Privacy-Preserving Synthetic Health Data for Research and Education

Workflow used to generate synthetic data securely

The inability to share private health data can severely stifle research and innovation in health informatics. Studies based on unpublished electronic medical record (EMR) data cannot be reproduced, thus future researchers are not able to use them to develop and compare new research. This contributes to the reproduciblity crisis in biomedical research. Making open data available for research can spur innovation and research. The public Medical Information Mart for Intensive Care datasets, MIMIC-II and MIMIC-III, are widely used with over 2000 citations reported in Google Scholar in March 2020. But since MIMIC-II and MIMIC-III focus on Intensive Care Unit patients in Boston hospitals, the resulting research may be biased and have limited generalization. The cost and time required, along with re-identification risk concerns make de-identification only a partial solution to this problem.
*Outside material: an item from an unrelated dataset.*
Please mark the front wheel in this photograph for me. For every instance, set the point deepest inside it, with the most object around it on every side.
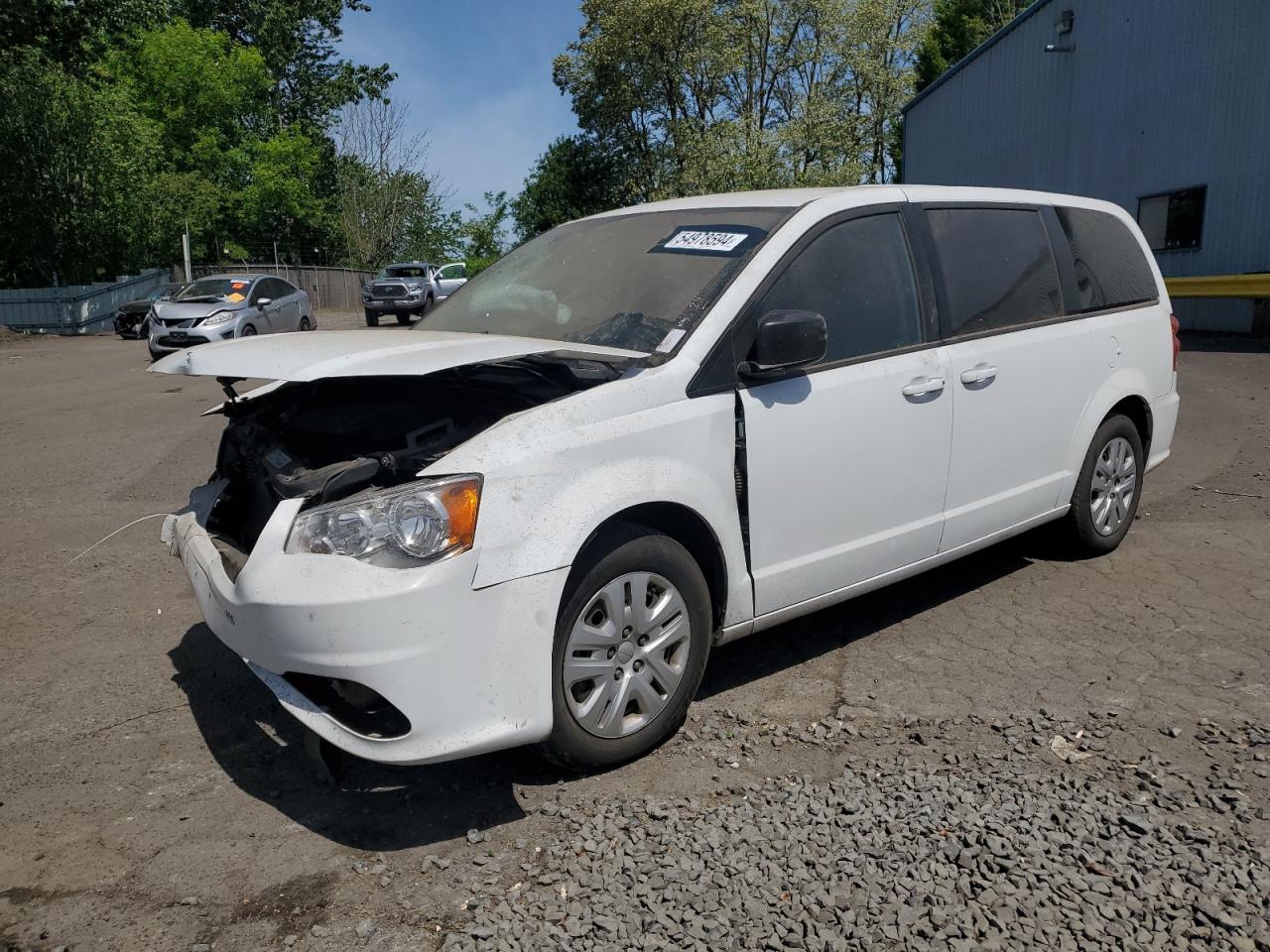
(1106, 493)
(630, 648)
Recent synthetic data generation methods provide an attractive alternative for making data available for research and education purposes without violating privacy. Deep learning approaches for synthetic data specifically show significant promise. In the future, synthetic data generation methods combined with automatic machine learning methods could enable synthetic versions of data to be released when research papers are published. Results could be reproduced and novel methods and analysis could be developed without compromising patient privacy. To accomplish this, synthetic data assets must have

  1. Privacy: how well does the synthetic generation data method preserve anonymity;
  2. Resemblance: whether the distribution of synthetic data is indistinguishable from the distribution of real data;
  3. Utility: can research studies be reproduced successfully with synthetic data;
  4. Efficiency: how practical is the training and generation pipeline

In recent publications we report our experiences generating synthetic data using a novel pipeline for generating synthetic data securely, now available as a Python package on GitHub. We demonstrate the effectiveness of HealthGAN in producing high quality synthetic data for three research studies on MIMIC data and two research studies on comorbidites of Autism Spectrum Disorder.